Jenny McCartney Jenny McCartney

Avoids the breathless hype of so many podcasts: Finding Mr Fox reviewed

Plus: Frank Skinner's podcast is back – enjoyably rich in the dying art of British self-deprecation

Finding Mr Fox provides a twisty, novelistic tale about how three innocent young Brazilian sailors were allegedly duped into a drug-smuggling operation. Photo: Roberto Machado Noa / UCG / Universal Images Group / Getty Images 
issue 23 November 2024

We are all surely familiar with those stories of naive young Brits who travel abroad and are persuaded by a charming new holiday friend to bring back what they’re told is an innocuous package, only to end up on the sharp end of drugs smuggling charges. The latest series of the BBC’s World of Secrets somewhat inverts those expectations: it tracks the fortunes of three innocent young Brazilian sailors and a French captain who were allegedly duped by a Norwich businessman into sailing a rackety yacht across the Atlantic with £100 million worth of cocaine hidden in the body of the ship.

‘One thing you find on breakfast TV is that as your career declines you go on earlier and earlier’

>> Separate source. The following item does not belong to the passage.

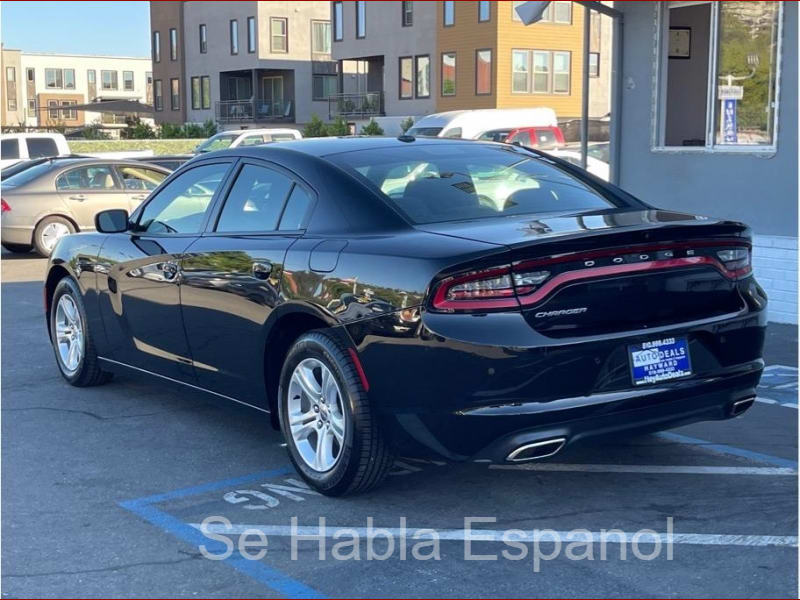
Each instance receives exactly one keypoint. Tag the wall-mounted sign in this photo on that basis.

The boat was called the Rich Harvest, a title which suggests a hand-rubbing anticipation of financial reward. Sadly, the unsuspecting crew reaped the whirlwind. The podcast’s presenters, Yemisi Adegoke and Colin Freeman, chart a compelling course through a twisty, novelistic tale which begins with two of the Brazilian sailors, Daniel and Rodrigo, describing how they were lured into the voyage to start with: their desire to gain documented sailing experience; a respectable-looking advertisement; and confidence-building encounters with the ‘trustworthy’, likeable Englishman known as Fox, who had been renovating the yacht in Brazil and was now asking them to help sail it to Europe.